Scheduled Sampling
In the scheduled sampling paper, it is mentioned that if we try to train by tossing coin and deciding whether to provide predicted output for the whole sequence or not it performs worse. Instead one should choose to provide correct token or not at each time step. (see p3. footnote in the paper). Yet in the decoder, teacher forcing is either enabled for the whole sequence or not, I don't think that would work.
You might be right, but the teacher forcing here could really improve the performance of 1 ~ 2 point~
@AtmaHou Did you mean the kind of teacher forcing that is implemented here? I tried that and it actually doesn't improve the perf (in agreement with scheduled sampling paper)
Yep~~ You could have a try to tune the teacher forcing rate (default 0), 0.5 is worth trying. I found both 0 and 1 are not helping. emmmmm..... From my point of view, scheduled sampling is just a trick to enable model to see its own output with a random rate, and both the two method achieve this.
@AtmaHou My experience has not been good with this kind of teacher forcing for non-trivial tasks so far. It worsens my result sometimes. Scheduled sampling method works better though.
Since this repo has so many stars and at one point I was using as a ref implementation, I thought I should point it out.

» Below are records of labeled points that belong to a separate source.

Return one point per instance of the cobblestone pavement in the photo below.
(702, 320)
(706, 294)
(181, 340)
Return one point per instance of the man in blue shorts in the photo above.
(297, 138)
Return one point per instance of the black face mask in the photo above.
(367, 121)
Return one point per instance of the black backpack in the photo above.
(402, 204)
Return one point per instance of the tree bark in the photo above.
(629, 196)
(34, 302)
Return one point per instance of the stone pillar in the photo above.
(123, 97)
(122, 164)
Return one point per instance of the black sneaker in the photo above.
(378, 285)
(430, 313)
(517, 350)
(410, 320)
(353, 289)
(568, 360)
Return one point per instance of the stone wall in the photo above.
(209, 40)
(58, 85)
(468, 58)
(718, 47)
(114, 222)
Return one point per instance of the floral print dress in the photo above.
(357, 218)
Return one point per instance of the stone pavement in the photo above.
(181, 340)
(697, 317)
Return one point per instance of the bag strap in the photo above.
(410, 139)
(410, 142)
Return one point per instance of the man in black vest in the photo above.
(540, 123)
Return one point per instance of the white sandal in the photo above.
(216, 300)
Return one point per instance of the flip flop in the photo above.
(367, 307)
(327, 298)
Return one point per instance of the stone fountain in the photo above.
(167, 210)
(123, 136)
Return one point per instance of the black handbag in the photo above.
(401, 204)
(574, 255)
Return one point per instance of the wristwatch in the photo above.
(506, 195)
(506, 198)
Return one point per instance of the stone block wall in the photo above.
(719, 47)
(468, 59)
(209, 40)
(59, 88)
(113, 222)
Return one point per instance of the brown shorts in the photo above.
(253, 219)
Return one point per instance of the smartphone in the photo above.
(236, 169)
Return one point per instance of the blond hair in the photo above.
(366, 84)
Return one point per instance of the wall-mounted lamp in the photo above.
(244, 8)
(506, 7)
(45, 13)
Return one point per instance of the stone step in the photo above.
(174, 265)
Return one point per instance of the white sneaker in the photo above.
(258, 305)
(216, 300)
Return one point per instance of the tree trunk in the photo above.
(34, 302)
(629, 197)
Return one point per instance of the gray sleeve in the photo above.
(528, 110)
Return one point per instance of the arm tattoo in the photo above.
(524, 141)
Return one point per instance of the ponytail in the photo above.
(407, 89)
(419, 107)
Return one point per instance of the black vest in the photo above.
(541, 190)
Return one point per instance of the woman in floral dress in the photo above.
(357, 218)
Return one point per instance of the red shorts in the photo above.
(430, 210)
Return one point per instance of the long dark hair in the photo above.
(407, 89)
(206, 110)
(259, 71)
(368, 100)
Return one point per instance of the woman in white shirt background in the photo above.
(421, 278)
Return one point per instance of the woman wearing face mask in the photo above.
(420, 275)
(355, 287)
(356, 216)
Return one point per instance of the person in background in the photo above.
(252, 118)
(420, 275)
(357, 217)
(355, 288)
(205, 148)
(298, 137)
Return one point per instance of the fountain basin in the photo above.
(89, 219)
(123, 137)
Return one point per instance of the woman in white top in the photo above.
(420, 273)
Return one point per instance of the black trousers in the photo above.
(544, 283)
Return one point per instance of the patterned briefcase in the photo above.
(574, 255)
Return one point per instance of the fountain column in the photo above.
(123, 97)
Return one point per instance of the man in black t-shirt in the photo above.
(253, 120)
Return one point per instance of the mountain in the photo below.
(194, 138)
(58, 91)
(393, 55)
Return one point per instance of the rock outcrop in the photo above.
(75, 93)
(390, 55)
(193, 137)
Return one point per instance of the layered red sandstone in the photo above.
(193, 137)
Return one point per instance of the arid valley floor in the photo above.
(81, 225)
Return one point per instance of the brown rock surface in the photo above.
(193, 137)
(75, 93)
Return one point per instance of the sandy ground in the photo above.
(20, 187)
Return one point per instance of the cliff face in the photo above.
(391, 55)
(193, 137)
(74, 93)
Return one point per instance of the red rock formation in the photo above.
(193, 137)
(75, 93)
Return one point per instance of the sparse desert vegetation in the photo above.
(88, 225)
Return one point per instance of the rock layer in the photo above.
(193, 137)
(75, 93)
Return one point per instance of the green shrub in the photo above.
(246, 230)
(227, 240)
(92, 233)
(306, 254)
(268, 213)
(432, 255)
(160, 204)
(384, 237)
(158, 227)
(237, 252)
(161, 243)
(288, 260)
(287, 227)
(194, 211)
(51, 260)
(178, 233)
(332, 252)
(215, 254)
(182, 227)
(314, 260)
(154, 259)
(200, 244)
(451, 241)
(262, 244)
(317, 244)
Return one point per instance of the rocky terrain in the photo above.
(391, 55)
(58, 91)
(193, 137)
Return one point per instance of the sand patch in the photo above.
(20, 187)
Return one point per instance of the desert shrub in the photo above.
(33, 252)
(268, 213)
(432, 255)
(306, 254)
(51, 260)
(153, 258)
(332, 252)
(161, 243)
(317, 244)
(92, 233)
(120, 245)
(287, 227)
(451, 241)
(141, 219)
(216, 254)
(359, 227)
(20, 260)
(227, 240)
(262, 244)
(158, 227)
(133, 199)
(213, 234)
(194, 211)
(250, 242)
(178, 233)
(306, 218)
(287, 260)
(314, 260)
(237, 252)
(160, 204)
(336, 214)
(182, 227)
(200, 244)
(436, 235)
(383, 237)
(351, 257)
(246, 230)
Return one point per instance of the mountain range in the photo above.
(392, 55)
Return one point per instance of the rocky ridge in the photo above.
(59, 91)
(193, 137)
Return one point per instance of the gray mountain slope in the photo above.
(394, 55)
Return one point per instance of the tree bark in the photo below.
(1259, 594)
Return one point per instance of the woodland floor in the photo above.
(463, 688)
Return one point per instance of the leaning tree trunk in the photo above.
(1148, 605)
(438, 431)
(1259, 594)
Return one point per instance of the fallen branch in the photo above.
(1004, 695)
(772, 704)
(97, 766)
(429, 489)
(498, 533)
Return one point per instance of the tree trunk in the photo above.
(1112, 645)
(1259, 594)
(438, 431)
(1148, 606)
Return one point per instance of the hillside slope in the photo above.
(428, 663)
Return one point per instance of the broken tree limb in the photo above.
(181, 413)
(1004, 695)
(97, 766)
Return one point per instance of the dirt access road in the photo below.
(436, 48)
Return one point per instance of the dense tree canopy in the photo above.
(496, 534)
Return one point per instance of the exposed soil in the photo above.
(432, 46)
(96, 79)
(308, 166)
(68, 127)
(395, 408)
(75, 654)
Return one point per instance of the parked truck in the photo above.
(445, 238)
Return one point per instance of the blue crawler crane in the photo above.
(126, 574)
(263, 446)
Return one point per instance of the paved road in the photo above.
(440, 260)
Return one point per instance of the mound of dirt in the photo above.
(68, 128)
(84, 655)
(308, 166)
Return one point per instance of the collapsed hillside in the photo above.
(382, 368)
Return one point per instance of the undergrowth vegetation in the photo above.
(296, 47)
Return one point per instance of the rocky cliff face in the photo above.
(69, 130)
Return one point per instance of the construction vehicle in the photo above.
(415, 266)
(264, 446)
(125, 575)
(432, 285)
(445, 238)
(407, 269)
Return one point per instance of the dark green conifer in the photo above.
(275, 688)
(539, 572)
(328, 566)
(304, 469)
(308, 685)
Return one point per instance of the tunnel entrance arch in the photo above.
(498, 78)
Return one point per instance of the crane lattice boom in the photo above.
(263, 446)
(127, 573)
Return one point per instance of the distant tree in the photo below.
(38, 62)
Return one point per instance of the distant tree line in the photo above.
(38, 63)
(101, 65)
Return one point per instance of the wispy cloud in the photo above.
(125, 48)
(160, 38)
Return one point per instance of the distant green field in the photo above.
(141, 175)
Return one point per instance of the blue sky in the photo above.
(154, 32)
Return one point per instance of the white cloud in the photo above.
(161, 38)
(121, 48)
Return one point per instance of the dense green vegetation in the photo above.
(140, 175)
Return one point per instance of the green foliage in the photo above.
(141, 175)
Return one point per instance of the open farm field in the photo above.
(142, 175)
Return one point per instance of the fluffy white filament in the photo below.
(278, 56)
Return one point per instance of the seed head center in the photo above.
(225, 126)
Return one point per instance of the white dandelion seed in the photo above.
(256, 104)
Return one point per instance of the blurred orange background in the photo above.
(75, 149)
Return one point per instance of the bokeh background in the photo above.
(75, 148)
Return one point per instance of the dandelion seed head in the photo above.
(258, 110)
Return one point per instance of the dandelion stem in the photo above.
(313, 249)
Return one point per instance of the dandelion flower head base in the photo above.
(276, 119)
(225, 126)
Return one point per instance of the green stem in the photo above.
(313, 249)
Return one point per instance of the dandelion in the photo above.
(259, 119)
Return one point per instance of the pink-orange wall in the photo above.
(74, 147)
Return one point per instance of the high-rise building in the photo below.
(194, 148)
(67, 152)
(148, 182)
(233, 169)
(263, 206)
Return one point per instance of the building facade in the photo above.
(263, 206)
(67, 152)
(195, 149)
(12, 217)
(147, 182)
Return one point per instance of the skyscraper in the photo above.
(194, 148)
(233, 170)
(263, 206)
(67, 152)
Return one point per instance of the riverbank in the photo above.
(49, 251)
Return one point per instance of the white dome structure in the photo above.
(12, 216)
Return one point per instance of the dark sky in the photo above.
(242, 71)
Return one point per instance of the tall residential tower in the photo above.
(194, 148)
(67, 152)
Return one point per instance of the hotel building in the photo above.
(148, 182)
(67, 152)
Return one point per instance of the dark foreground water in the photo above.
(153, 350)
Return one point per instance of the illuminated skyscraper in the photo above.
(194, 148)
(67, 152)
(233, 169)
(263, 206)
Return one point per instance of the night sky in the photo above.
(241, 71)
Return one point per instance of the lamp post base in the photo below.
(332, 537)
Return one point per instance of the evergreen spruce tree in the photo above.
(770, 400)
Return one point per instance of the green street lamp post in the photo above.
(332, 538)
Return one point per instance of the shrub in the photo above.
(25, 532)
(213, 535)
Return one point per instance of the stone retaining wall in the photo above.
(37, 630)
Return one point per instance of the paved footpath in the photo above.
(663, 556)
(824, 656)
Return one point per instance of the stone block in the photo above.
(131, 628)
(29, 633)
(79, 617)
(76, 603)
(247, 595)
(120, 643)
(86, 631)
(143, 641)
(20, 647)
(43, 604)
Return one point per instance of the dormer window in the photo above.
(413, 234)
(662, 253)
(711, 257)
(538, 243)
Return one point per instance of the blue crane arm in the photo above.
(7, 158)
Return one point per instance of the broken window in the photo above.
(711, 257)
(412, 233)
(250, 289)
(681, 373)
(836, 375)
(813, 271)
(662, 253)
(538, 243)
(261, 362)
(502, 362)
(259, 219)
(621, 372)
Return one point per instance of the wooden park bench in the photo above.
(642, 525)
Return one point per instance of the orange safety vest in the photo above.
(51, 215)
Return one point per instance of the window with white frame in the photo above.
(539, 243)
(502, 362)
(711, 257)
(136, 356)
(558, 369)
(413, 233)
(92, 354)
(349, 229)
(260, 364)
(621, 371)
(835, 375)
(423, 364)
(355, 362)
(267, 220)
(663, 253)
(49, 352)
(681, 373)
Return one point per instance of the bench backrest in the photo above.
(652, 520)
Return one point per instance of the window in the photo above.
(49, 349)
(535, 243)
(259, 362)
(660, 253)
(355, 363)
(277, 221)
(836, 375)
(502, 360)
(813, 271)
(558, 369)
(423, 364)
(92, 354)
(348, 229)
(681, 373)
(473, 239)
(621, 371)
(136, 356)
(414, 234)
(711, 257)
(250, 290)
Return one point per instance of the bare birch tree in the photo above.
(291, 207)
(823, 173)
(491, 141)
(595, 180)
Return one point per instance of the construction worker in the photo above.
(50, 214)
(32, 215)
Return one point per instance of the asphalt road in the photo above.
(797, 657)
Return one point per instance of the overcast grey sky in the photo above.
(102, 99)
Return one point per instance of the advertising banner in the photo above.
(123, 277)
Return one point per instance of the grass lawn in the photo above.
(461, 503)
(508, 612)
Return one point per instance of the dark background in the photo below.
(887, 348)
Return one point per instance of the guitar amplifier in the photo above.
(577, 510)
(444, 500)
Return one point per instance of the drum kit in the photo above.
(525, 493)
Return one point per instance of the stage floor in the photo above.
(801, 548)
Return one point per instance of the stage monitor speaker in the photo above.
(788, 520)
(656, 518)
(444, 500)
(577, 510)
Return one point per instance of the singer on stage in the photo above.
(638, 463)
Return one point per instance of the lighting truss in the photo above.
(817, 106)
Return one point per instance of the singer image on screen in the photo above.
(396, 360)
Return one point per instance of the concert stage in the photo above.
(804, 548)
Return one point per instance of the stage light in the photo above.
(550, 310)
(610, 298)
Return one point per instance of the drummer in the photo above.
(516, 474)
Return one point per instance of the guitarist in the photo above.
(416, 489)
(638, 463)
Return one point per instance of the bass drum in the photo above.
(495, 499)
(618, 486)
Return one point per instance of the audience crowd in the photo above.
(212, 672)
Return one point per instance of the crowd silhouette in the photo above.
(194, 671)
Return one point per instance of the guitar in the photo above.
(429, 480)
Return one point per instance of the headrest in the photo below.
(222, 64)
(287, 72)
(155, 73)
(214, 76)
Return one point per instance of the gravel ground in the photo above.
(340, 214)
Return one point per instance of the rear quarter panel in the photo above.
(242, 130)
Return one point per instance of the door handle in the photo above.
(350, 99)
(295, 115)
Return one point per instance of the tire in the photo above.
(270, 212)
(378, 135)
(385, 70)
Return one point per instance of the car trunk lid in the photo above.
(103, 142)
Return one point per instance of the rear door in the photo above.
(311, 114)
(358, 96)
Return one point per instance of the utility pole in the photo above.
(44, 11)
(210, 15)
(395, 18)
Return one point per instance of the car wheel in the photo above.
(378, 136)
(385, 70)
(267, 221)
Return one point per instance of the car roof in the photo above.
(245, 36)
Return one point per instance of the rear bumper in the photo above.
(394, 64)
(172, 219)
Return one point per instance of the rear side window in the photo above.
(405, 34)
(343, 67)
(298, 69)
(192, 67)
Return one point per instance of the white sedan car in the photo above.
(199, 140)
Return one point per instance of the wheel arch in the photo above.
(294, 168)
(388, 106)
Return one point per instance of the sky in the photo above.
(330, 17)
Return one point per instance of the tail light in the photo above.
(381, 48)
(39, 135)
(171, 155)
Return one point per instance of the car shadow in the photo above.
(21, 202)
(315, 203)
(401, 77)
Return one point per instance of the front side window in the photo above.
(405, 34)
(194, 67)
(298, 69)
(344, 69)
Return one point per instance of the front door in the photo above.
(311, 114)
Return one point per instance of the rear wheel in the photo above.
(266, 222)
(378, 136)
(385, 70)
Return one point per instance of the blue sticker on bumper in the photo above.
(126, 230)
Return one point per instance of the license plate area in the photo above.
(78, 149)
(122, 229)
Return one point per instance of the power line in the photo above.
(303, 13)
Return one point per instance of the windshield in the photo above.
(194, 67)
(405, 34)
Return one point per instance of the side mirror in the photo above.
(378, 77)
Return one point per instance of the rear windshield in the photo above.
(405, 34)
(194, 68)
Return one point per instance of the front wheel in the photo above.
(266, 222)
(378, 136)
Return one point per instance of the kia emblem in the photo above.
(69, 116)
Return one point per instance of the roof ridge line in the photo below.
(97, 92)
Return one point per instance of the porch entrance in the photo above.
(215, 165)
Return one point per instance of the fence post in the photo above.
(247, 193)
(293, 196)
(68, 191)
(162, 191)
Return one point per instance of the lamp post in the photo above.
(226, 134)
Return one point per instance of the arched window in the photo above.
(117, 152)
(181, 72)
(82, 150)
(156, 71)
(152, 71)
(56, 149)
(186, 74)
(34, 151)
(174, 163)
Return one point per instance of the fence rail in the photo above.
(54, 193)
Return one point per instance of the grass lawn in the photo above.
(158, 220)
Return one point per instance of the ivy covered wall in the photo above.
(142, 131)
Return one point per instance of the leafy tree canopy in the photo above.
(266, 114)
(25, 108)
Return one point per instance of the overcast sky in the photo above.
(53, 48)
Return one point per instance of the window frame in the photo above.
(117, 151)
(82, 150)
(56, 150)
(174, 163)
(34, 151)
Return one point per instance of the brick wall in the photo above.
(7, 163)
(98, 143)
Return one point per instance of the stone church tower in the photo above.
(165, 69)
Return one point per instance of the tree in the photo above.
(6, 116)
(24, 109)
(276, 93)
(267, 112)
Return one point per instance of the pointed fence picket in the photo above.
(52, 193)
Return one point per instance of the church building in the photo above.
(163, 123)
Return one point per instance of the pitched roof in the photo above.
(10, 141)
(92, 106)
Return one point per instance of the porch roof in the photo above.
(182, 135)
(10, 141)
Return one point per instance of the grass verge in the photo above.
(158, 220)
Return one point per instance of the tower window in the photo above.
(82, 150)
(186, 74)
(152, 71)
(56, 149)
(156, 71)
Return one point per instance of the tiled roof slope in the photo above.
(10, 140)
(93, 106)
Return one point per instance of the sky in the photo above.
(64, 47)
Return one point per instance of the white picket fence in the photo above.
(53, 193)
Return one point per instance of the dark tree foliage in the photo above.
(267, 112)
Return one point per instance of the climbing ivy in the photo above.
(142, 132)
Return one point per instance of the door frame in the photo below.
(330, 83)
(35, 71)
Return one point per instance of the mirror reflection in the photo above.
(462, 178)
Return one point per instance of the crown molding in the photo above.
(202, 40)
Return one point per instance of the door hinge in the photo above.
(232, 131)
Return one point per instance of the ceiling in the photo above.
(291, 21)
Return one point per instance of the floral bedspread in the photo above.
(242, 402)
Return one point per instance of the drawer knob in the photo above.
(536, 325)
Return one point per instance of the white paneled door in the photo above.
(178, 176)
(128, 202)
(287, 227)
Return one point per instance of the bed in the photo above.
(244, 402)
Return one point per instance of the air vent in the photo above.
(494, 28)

@umgupta Ha~Your post has also deepened my understanding of teacher forcing. Maybe I should implement a kind of teacher forcing that you pointed out, which can further enhance my model effect.
@AtmaHou Sure do so and let me know :).
Also, I am fairly new to learning sequences. Do you happen to know some toy problem to compare/judge the sanity of the algorithm (like mnist for images)? The one in this repo to learn to reverse is too trivial. (Too trivial because any kind of teacher forcing works ok, or even if you make some mistake in code it worked with good result)
@umgupta Machine translation problem in pytorch tutorial is quite simple, which might satisfy you.